Agree with hokie66. If they are still driving piles, stop them until a monitoring scheme, including shutdown triggers, is put in place. Go to Florida DOT website for some good guidelines on pre-inspection, monitoring and post-inspection
 
Also....blast monitoring is different than pile driving vibration monitoring. Blast monitoring has a stronger airborne sound vibration component than pile driving. Both have ground vibration transmission but at different frequencies andmagnitudes.

Also..the rain is irrelevant.
 
It's too late. All pile driving is complete. I do not think New Jersey has any monitoring requirements. Trying to assess after the fact. It doesn't look good for my client. Not certain how I can give anything more than an opinion. And their engineer will have an opinion.
 
I'd examine the damaged area for displacement laterally or even heave. Displacement piles push soil sideways and up.
 
Points to make or consider:

1. The damage was not present before the pile driving occurred - can you document this?
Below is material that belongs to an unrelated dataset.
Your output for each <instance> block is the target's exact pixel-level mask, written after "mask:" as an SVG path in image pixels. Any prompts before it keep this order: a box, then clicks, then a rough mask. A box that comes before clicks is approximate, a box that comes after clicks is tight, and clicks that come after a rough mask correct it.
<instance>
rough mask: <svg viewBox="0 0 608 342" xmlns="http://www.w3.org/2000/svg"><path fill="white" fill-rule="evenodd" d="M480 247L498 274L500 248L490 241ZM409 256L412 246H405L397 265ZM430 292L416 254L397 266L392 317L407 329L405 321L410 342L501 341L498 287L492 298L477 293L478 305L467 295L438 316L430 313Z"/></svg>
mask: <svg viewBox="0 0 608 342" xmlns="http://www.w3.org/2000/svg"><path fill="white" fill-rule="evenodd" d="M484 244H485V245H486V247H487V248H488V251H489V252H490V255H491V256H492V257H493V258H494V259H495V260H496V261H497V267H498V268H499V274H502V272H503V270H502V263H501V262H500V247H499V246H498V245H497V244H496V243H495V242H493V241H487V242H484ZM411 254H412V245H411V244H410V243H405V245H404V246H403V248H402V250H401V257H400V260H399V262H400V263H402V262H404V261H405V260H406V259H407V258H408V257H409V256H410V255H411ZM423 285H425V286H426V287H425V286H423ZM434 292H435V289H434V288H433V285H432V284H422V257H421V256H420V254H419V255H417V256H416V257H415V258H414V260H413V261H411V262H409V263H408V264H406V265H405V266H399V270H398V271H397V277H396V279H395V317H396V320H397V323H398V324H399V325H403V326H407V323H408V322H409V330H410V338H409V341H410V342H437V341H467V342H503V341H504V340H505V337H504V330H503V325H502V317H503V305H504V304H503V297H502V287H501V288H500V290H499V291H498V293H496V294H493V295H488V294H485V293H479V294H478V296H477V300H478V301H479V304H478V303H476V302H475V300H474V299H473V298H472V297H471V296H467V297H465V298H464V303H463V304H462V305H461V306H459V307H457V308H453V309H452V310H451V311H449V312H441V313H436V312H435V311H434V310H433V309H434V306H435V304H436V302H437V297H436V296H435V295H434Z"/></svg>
2. The damage was noted during the pile driving process - is this documented?

3. After the pile driving was stopped, are there subsequent pictures where a progressive damage can be seen between points 2 and 3?

4. Was the pile driver or contractor notified of the damage, but kept driving pile anyway?

5. Did you ever notify the local building department of the damage during the pile driving process?

6. Could the piles have been overdriven (crushed pileheads), to the point of transmitting a different frequency to the soil matrix?

7. If there was a chance of this occurring, I have no idea other than cost, contractor expertise, or equipment availability why an augercast system was not used instead.

Mike McCann, PE, SE (WA)


 
All good points by Mike. Also, the cracks in the concrete driveway can be checked to see if they are recent or old. If old, you're out of luck on that one. If new, you might have something. Requires someone with experience in this type of evaluation. It is a form of petrographic evaluation, though not necessary to go to usual petrographic extent.
 
Ron - you took my thunder! Someone experienced can usually tell if cracks/displacements, etc are "very recent" or "older" - this might help. Would anyone have taken some photographs before the piling? Perhaps a neighbour taking snaps at a BBQ might have some of the injured party's site . . .
 
I would suggest your client start scouring for pictures of the property prior to the damage. Property sales, google earth street view, and any other social media places you can find where someone might post an exterior picture that could contain usable info.